Re: HPACK problems (was http/2 & hpack protocol review) from Cory Benfield on 2014-05-08 (ietf-http-wg@w3.org from April to June 2014)

From: Cory Benfield <cory@lukasa.co.uk>
Date: Thu, 8 May 2014 16:24:57 +0100
To: RUELLAN Herve <Herve.Ruellan@crf.canon.fr>
Cc: Tatsuhiro Tsujikawa <tatsuhiro.t@gmail.com>, Daniel Stenberg <daniel@haxx.se>, James M Snell <jasnell@gmail.com>, "K.Morgan@iaea.org" <K.Morgan@iaea.org>, "ietf-http-wg@w3.org" <ietf-http-wg@w3.org>, "C.Brunhuber@iaea.org" <C.Brunhuber@iaea.org>
Message-ID: <CAH_hAJEfD5k-=dZao0rPsor340aiVZyEsraMOxySftr9LNf6rg@mail.gmail.com>

On 7 May 2014 10:35, RUELLAN Herve <Herve.Ruellan@crf.canon.fr> wrote:
> The intent is to allow duplicates in the header set. In an ideal world, it would
> be an 'actual set', but unfortunately, in my experimentation for building a header
> compression mechanism, I found several occurrences of real-world message
> headers containing duplicates. To support these use cases, HPACK has to
> allow for duplicates in the header set. I'm going to update the definition to
> make things clear.
>
> On the other hand, the reference set is an 'actual set': it contains references
> to entries of the header table, and must not contain the same reference multiple
> times. However, it may contain two references resolving as the same header
> field, it this header field is contained in several entries of the header table.

Fair enough: these didn't map to my expectations when reading the
spec, but they're obviously both totally reasonable ways to define
these terms. There are several moving pieces here and a fair bit of
subtlety, but I'm sure I can come up with something acceptable. I'm
looking forward to an updated spec so I can rewrite my entire
implementation again. =)

> The trick to encode a duplicate header field, is to encode it first as a literal,
> adding it to the header table and to the reference set, then to encode it twice
> as an index, the first index removing it from the reference set, and the second
> index adding it again to the reference set and to the encoded collection of
> headers.

This seems like exactly the kind of behaviour that leads to someone
suggesting a performance optimisation., and I'd love to bikeshed this
for a moment if you'd allow me. Is there any reason that HPACK
couldn't mandate that duplicate headers be forbidden in the same
header set? We have the ability to join the duplicates together into a
single header (with their values joined by null bytes), so it's in
principle possible for HPACK encoders to make this transformation.

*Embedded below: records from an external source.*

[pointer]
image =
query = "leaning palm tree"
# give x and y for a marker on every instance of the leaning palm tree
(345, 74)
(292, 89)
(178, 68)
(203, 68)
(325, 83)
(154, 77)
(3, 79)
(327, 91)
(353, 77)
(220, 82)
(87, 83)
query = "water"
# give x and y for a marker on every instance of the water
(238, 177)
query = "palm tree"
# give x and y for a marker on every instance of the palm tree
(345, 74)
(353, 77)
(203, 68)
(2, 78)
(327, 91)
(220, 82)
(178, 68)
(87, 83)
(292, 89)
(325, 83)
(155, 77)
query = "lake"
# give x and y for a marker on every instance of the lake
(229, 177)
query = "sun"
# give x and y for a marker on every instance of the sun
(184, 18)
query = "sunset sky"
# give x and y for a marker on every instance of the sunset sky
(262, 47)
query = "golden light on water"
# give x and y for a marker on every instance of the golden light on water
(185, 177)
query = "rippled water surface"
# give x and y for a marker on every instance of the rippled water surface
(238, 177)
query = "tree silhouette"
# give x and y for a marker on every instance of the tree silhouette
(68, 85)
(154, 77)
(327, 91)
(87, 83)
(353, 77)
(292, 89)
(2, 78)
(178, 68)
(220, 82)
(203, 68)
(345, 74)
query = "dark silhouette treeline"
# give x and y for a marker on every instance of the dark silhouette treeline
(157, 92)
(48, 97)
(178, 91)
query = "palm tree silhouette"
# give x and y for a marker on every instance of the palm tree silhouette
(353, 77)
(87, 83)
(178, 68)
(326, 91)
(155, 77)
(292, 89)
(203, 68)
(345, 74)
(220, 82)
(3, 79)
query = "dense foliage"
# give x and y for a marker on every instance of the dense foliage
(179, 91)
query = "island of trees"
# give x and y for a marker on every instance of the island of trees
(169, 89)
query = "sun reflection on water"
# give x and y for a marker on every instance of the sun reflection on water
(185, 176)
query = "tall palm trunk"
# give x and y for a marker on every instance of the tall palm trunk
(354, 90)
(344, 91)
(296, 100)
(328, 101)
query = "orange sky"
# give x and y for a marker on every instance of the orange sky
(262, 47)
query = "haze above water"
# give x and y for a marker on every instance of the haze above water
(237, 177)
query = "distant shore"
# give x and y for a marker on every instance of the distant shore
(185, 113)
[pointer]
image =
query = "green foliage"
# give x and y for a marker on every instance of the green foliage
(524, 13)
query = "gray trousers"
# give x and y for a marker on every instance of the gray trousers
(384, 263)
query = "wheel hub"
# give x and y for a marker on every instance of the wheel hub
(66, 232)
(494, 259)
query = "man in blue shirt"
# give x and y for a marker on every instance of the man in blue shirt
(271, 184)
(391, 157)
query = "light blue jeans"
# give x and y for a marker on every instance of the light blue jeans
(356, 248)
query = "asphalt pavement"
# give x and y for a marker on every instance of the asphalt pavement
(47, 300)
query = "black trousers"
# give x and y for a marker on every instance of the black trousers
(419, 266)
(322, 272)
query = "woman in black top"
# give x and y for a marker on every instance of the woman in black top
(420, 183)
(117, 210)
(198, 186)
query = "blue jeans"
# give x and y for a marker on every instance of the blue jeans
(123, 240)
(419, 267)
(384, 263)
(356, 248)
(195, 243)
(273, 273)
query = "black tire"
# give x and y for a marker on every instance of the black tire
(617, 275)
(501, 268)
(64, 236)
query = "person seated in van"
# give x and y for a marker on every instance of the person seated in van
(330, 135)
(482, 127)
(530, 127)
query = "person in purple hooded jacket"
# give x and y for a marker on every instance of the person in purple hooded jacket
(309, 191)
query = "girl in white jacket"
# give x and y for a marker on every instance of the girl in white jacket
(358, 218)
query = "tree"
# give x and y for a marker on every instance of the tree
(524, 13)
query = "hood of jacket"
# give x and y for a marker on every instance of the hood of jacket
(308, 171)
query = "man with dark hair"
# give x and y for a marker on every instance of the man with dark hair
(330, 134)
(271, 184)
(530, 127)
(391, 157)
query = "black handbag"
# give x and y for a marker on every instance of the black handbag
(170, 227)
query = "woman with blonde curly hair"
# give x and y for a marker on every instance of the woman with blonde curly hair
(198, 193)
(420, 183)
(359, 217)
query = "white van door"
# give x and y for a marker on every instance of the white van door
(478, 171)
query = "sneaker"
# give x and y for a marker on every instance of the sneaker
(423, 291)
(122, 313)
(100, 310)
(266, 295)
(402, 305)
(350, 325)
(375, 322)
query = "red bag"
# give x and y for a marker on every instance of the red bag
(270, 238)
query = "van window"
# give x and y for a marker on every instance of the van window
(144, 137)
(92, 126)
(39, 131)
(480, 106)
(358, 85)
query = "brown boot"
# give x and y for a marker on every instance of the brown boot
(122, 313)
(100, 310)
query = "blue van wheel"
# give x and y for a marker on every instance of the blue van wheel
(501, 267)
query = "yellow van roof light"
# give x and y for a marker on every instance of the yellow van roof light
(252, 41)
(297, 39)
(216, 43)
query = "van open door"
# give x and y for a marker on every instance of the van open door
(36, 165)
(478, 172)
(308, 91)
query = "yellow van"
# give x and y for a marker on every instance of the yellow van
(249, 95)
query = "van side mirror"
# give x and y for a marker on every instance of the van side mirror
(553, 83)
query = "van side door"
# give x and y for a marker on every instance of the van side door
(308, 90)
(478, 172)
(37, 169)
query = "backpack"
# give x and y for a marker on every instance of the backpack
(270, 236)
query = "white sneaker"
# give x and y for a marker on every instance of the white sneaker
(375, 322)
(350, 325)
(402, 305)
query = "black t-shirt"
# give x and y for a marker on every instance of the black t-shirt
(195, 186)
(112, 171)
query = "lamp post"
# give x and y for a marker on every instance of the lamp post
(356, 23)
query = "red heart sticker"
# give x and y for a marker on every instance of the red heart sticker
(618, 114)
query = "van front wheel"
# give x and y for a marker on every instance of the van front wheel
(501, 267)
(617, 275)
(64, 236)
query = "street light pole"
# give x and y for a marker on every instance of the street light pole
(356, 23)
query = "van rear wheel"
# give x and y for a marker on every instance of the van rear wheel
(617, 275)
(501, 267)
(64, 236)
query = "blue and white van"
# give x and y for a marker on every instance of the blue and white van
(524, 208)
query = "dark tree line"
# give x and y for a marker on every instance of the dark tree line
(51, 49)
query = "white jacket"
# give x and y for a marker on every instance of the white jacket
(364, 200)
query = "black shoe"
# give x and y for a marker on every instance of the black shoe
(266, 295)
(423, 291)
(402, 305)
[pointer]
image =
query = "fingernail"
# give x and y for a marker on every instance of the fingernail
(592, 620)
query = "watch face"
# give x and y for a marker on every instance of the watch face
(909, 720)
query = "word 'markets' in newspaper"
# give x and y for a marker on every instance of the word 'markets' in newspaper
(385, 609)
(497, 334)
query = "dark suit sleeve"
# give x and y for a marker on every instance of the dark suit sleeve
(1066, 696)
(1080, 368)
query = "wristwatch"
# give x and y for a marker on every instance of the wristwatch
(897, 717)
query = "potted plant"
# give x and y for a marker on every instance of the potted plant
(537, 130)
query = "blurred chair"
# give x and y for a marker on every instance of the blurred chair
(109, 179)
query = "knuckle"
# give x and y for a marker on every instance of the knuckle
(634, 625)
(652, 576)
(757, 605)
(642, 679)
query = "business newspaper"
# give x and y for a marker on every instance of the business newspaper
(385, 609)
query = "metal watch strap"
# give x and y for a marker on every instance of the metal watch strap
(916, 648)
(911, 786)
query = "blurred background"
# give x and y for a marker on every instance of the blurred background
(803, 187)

The only argument I can see is that 'streaming' HPACK encoders (those
that don't have the full set of headers available to them) aren't able
to spot this optimisation up-front, and so can't make it (and
therefore can't comply). I don't really feel like we need to
accommodate such encoders, for two reasons. Firstly, I'm pretty sure
that no service generates so many headers that a HPACK encoder
couldn't deal with them in one go. Secondly, the ability to emit
headers straight away is almost totally unhelpful given that, even for
the largest of header sets, it's unlikely that HPACK encoding would
take more than a few tens of milliseconds, well under a RTT.

I accept that I'm wearing blinders here, because I deal with users who
always know what headers they're going to apply, so please tell me
what I'm missing.

Received on Thursday, 8 May 2014 15:25:25 UTC